In January 2019, after months of economic turmoil and political unrest under Venezuelan President Nicolás Maduro, the United States formally recognized Juan Guaidó, the leader of the Venezuelan National Assembly, as the country’s legitimate head of state.  More than fifty nations followed suit, asserting that President Maduro’s 2017 reelection was illegitimate and that Guaidó was the rightful interim president under the Venezuelan constitution.

The Trump Administration followed its recognition of Mr. Guaidó as interim president with sweeping sanctions on the Venezuelan government.
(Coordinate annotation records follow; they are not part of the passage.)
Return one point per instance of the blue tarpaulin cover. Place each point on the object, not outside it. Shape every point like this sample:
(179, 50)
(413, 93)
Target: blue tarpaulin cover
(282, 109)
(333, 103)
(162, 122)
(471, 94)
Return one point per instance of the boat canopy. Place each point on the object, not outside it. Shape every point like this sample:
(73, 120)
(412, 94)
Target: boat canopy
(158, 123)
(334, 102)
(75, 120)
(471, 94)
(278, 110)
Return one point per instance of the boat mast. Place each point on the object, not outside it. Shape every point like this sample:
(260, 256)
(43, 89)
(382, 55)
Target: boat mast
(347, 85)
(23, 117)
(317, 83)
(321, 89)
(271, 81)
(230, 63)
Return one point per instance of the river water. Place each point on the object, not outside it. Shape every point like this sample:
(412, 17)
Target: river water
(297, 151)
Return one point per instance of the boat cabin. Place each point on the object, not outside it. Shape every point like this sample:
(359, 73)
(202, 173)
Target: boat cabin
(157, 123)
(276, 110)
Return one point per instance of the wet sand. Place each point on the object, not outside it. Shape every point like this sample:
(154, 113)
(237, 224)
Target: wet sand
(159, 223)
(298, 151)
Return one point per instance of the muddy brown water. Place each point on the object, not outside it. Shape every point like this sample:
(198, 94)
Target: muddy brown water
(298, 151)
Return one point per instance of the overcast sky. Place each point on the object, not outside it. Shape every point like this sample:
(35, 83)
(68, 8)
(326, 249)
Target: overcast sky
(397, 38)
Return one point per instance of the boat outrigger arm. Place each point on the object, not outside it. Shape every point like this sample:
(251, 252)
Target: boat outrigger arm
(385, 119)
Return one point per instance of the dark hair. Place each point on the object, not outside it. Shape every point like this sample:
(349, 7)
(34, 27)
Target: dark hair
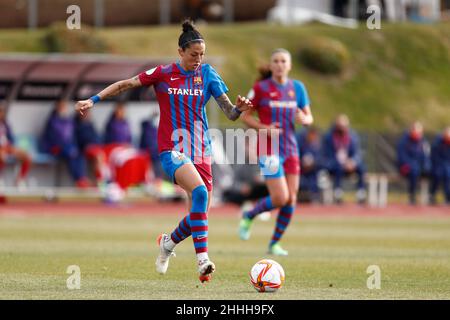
(190, 35)
(264, 72)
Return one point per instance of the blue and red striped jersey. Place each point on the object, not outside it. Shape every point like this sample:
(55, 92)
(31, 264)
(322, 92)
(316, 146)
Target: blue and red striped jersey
(278, 103)
(182, 96)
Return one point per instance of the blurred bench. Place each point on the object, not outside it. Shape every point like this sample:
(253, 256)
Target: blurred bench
(29, 143)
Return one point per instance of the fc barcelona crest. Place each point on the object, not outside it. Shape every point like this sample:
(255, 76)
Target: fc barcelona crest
(197, 80)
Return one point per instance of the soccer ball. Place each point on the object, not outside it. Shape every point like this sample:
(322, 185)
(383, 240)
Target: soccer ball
(267, 276)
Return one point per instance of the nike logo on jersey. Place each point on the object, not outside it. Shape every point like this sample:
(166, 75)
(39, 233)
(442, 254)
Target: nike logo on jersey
(185, 92)
(283, 104)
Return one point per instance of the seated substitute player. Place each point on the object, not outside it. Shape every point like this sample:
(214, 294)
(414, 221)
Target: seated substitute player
(183, 89)
(117, 128)
(342, 157)
(58, 139)
(413, 158)
(440, 165)
(8, 149)
(280, 103)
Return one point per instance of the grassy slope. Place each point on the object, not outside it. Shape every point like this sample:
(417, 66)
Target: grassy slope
(116, 256)
(398, 74)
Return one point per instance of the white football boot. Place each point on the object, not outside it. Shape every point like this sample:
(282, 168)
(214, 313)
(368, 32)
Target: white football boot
(162, 262)
(205, 269)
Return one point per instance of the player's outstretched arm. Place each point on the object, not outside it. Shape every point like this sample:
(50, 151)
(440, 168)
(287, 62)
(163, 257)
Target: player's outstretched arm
(233, 111)
(110, 91)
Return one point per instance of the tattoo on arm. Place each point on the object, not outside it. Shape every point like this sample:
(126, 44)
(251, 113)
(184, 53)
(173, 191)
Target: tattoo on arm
(119, 87)
(227, 107)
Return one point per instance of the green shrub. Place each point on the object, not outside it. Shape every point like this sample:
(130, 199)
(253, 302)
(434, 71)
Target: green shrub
(61, 39)
(324, 55)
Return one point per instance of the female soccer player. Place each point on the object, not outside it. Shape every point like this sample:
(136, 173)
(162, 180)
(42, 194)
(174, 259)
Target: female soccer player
(183, 89)
(280, 103)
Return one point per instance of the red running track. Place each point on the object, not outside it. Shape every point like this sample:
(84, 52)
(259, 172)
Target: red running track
(149, 208)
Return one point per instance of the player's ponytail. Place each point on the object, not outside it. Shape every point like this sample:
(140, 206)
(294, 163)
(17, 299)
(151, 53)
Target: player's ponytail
(190, 35)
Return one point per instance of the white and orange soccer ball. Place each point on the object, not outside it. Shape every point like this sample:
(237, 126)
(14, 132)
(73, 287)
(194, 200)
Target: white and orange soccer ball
(267, 276)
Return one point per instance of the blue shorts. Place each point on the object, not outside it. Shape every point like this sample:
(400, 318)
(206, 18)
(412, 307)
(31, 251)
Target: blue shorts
(172, 160)
(274, 166)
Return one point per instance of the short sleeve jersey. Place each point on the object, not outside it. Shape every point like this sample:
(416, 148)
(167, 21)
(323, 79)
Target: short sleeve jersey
(182, 96)
(276, 103)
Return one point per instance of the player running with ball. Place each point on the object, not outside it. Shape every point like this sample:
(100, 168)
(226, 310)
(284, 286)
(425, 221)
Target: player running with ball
(183, 89)
(280, 103)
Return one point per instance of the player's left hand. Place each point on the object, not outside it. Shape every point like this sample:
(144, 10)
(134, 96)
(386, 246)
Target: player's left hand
(83, 105)
(243, 104)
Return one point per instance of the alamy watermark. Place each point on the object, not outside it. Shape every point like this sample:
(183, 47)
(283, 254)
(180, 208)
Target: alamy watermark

The measures included designating Venezuela’s state-run oil company, Petróleos de Venezuela, S.A. (“PdVSA”), as a Specially Designated National (“SDN”), thereby prohibiting U.S. persons from engaging in transactions with PdVSA, as well as transactions by non-U.S. persons conducted in U.S. dollars, unless otherwise authorized by the U.S. Department of Treasury, Office of Foreign Assets Control (“OFAC”).  (We previously summarized the PdVSA SDN designation here.)

Despite the increasing U.S. pressure, President Maduro has refused to cede power.  He retains the support of the Venezuelan military, and Russia, China, Iran, Cuba, and Turkey have continued their economic and diplomatic relationships with the regime.

Sanctions Overview

Through this new Executive Order, the Trump Administration has ratcheted up its efforts against the Maduro regime, asserting that further measures are necessary to combat “human rights abuses,” “interference with freedom of expression,” and “ongoing attempts to undermine Interim President Juan Guaidó and the Venezuelan National Assembly’s exercise of legitimate authority in Venezuela.”
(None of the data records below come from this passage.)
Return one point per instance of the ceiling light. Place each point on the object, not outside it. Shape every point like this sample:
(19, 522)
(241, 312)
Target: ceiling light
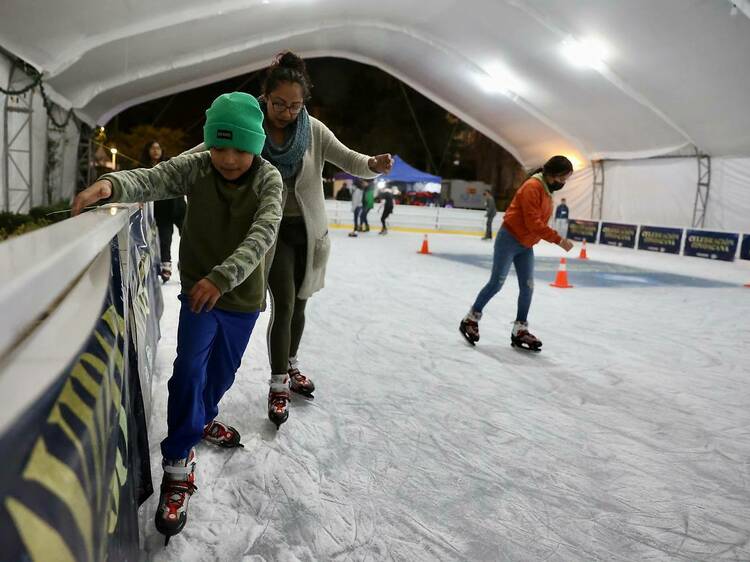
(586, 53)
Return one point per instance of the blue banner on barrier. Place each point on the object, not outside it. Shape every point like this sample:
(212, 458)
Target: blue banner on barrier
(711, 245)
(615, 234)
(583, 230)
(745, 248)
(660, 239)
(76, 463)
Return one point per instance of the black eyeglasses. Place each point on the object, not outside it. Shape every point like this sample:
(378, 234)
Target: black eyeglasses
(281, 107)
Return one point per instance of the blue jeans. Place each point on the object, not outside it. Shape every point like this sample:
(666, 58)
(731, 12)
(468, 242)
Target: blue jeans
(210, 346)
(508, 250)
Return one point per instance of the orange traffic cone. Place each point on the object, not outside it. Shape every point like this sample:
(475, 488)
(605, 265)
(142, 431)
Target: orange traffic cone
(583, 255)
(561, 281)
(425, 246)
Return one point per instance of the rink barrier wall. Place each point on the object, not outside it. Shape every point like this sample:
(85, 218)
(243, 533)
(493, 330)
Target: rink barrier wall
(74, 386)
(745, 248)
(702, 243)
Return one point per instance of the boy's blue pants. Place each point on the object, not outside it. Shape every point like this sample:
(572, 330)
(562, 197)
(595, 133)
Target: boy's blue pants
(210, 346)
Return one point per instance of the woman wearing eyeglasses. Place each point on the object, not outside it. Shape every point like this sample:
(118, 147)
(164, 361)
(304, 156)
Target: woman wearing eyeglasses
(299, 145)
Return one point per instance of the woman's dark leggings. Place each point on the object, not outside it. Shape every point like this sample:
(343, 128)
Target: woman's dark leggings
(386, 213)
(284, 280)
(168, 213)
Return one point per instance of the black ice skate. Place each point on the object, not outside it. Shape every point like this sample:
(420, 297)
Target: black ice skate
(166, 271)
(299, 383)
(469, 327)
(177, 485)
(278, 400)
(523, 339)
(222, 435)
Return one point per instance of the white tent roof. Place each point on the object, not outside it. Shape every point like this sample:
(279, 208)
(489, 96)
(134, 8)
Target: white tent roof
(676, 72)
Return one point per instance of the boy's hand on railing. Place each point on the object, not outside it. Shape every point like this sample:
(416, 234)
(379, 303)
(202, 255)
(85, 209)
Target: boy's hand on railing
(97, 191)
(203, 293)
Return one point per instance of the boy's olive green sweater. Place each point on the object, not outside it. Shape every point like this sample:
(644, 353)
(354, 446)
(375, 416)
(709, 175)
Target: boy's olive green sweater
(229, 226)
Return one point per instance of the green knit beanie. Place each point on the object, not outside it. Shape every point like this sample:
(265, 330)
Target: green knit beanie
(235, 121)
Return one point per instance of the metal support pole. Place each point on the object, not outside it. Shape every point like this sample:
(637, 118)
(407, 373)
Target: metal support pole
(597, 195)
(18, 143)
(702, 190)
(85, 176)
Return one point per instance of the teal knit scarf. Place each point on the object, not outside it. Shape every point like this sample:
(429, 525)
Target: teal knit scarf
(288, 157)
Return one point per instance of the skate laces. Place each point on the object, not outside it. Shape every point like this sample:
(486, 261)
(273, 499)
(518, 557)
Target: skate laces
(176, 491)
(218, 430)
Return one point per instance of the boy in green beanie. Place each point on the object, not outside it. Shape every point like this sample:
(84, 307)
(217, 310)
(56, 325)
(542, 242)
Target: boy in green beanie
(233, 213)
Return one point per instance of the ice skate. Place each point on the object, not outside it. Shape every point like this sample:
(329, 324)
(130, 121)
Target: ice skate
(222, 435)
(299, 383)
(166, 271)
(521, 337)
(177, 485)
(278, 399)
(469, 327)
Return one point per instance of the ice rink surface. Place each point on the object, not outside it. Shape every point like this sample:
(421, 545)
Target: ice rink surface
(627, 438)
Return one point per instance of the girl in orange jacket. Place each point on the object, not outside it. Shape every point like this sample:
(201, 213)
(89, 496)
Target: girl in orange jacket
(524, 225)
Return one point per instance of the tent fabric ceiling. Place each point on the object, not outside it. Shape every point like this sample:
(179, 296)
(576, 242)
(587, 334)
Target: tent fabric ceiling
(676, 75)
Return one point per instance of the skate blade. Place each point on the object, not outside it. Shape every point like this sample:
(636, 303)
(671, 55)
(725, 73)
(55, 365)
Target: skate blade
(467, 338)
(535, 349)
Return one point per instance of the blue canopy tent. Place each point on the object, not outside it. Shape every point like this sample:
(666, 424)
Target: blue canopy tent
(401, 172)
(408, 174)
However, contrary to initial press reports, the action does not create a comprehensive embargo against Venezuela (on the model of the U.S. sanctions against Iran) that would prevent U.S. persons from engaging in almost all transactions. Instead, the new measures focus on the Venezuelan government by blocking all property and interests in property of the government that are currently in the United States, will be brought into the United States, or come into the possession or control of a U.S. person. There is, however, an exception for humanitarian goods, such as food, clothing, and medicine.  The Order applies regardless of contracts entered into, or licenses or permits granted, prior to the Order.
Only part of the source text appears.